Bütün öğrenciler ihtiyacına göre burada hangi kitabı okuması gerekiyorsa geliyor, açıyor ve onu okuyor. Şimdi o benim orta öğretimde, imam hatip'te 7. sınıfta filan olduğum dönemdi, hakikaten o günde bile çok az öğrenci sayısına sahipti. 1971'de de orası kapandı."
"15 üyesiyle Sen Sinot Meclisi çalışıyor"
Şimdi ise gelinen noktada Heybeliada Ruhban Okulu'nda eğitim-öğretimin olmadığını belirten Cumhurbaşkanı Erdoğan, sözlerine şöyle devam etti:
"Sürekli Sayın Çipras ve önceki başbakanlar hep gündeme getirdiler, ben de kendilerine sadece 'Batı Trakya'daki müftüler meselesini önlerine koydum. 'Siz de gelin şu izi çözün, biz de bu işi çözelim bizim açımızdan bir sıkıntı yok.' dedim.

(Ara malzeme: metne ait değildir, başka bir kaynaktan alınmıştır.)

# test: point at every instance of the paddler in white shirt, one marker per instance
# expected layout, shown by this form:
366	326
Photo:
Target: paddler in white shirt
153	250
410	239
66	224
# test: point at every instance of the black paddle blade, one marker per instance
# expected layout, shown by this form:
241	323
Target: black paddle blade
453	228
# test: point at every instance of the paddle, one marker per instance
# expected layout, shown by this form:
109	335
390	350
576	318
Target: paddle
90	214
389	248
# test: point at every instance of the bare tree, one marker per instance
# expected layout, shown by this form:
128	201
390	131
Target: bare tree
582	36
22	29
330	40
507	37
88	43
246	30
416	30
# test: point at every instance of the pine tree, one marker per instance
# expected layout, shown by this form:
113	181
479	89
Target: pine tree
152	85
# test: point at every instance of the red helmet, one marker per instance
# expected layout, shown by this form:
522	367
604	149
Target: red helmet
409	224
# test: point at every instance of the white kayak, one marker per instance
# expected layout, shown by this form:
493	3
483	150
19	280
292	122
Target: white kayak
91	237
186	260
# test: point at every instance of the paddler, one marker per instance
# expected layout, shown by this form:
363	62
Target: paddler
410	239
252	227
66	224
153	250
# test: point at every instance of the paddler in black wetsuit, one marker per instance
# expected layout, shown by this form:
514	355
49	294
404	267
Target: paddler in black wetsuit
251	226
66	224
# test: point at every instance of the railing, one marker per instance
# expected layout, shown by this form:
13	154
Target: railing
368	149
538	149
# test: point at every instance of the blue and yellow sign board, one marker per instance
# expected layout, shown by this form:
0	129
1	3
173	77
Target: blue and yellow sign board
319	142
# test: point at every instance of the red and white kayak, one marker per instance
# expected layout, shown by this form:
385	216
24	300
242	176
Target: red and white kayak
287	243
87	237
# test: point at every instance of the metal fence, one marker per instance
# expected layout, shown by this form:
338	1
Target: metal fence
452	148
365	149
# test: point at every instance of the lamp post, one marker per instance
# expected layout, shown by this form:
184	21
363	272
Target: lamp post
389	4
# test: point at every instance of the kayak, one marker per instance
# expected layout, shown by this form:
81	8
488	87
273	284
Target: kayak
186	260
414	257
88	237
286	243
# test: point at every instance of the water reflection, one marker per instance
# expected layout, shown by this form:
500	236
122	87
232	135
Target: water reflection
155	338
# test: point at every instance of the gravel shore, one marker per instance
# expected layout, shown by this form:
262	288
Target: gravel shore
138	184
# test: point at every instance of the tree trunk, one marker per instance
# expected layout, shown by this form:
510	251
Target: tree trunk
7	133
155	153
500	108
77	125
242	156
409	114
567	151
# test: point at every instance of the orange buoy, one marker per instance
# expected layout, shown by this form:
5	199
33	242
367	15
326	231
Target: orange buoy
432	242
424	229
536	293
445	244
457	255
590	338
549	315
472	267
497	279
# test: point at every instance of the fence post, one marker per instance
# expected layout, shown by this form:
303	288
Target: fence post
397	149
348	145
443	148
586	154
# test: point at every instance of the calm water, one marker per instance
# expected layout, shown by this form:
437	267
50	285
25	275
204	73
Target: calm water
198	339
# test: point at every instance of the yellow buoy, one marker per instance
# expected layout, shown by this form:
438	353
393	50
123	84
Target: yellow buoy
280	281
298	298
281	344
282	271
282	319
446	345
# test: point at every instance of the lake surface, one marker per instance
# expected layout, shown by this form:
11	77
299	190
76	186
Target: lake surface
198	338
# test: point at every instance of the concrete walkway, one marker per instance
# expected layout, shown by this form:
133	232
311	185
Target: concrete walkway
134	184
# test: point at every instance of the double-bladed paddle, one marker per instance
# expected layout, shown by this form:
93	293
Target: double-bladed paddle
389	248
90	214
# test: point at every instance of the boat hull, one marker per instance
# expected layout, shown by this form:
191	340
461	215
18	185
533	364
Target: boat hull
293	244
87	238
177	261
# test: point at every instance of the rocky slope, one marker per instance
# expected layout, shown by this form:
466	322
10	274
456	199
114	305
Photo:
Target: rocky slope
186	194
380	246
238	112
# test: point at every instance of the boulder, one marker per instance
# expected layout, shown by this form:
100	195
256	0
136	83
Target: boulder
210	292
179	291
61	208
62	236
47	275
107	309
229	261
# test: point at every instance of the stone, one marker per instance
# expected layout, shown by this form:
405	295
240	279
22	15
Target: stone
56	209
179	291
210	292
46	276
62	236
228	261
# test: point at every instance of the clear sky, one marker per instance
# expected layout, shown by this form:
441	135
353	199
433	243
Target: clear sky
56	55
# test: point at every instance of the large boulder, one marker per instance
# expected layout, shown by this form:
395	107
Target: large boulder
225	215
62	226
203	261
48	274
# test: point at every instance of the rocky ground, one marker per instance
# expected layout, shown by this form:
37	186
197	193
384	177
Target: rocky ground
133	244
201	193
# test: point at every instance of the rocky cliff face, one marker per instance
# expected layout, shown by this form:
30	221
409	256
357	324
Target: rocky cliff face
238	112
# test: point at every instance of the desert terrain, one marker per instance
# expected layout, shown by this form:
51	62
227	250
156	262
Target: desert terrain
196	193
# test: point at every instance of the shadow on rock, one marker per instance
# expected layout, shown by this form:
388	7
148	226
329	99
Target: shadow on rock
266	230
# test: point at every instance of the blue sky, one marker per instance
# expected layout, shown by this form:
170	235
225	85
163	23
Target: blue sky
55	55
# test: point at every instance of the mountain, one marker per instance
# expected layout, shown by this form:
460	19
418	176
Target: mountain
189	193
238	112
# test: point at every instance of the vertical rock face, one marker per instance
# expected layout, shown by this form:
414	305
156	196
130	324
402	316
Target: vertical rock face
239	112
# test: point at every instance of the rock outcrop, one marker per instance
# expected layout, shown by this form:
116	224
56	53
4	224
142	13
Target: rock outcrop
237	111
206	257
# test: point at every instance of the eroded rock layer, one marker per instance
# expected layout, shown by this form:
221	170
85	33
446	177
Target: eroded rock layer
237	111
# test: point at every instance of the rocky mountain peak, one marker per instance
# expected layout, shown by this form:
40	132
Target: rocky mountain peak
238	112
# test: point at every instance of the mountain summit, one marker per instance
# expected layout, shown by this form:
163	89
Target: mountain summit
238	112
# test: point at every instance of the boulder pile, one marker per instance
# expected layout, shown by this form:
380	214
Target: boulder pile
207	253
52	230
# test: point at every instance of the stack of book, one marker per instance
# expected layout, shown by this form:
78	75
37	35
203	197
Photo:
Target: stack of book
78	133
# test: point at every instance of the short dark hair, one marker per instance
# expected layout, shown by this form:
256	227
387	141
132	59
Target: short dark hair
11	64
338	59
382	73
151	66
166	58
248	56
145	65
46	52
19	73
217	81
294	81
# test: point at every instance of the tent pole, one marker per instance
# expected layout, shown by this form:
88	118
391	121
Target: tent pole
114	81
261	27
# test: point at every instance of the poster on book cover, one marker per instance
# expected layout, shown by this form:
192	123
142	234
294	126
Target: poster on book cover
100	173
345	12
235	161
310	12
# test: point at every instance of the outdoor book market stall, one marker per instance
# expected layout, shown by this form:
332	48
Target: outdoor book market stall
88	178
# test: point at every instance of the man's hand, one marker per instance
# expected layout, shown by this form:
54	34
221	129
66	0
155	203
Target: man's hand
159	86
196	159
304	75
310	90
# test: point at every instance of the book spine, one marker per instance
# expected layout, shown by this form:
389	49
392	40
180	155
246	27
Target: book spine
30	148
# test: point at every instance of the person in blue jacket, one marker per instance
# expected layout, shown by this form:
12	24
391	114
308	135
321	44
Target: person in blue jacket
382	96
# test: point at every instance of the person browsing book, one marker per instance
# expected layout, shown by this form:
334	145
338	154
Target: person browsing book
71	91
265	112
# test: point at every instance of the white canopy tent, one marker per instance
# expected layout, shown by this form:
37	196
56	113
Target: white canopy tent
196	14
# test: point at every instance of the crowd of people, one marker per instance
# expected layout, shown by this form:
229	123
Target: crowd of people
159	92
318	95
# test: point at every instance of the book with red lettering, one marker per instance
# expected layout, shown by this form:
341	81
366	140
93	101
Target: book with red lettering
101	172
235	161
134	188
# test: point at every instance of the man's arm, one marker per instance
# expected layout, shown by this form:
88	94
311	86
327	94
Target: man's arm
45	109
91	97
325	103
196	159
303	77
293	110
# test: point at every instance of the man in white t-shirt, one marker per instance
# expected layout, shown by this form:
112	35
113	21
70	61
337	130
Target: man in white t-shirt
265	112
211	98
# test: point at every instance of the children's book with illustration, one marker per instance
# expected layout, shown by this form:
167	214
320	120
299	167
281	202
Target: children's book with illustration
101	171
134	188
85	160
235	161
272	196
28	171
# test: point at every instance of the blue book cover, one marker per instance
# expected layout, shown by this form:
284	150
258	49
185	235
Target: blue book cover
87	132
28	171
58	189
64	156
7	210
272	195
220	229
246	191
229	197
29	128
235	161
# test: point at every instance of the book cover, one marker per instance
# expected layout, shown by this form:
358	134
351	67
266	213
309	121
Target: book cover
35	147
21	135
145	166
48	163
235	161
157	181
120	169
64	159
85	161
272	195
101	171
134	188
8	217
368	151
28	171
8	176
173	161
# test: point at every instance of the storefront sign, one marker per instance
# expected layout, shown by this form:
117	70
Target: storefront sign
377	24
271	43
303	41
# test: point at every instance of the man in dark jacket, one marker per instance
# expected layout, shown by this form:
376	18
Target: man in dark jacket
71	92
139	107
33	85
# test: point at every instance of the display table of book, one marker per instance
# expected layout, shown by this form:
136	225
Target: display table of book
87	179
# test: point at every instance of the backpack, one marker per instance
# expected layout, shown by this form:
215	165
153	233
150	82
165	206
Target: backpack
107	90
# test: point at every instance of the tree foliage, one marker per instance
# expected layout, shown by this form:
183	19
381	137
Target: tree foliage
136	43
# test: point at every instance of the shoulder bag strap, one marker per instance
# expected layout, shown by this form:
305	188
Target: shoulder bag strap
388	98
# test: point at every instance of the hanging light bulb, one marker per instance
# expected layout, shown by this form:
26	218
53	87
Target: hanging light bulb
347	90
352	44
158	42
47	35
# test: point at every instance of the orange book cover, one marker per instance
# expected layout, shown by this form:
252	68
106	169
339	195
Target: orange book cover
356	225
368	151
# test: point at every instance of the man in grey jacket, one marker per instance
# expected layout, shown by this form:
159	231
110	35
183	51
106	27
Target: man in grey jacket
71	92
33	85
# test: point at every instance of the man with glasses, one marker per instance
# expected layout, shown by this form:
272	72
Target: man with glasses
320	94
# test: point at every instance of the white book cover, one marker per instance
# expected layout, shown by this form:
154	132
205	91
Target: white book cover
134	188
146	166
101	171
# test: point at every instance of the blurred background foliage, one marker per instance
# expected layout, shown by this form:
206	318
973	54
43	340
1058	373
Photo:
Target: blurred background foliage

Sen Sinot Meclisinde sayısal olarak bir ara 7'ye düşmüşlerdi. Ben Sayın Bartholomeos'a haber gönderdim. 'Bize bu noktada, Lozan'a göre, Sen Sinot Meclisinde görev alacak din görevlileri verin, ona göre biz bunları vatandaşlığa alalım ve Sen Sinot Meclisini çalışır hale getirelim.' Bize isimler verildi, Türkiye Cumhuriyeti vatandaşı yaptık ve şu anda 15 üyesiyle Sen Sinot Meclisi çalışıyor. Dolayısıyla Lozan'a göre seçimini yapabilecek noktaya gelmiş oldu. Biz de herhangi bir çekincemiz yok, buradan böyle bir talep de gelince Sayın Çipras'ın Ruhban Okulu'nu ziyaret etmesi için 'hayırlı olsun' dedik ve yarın bu ziyareti gerçekleştirecekler. Ben yine 'hayırlı olsun' diyorum."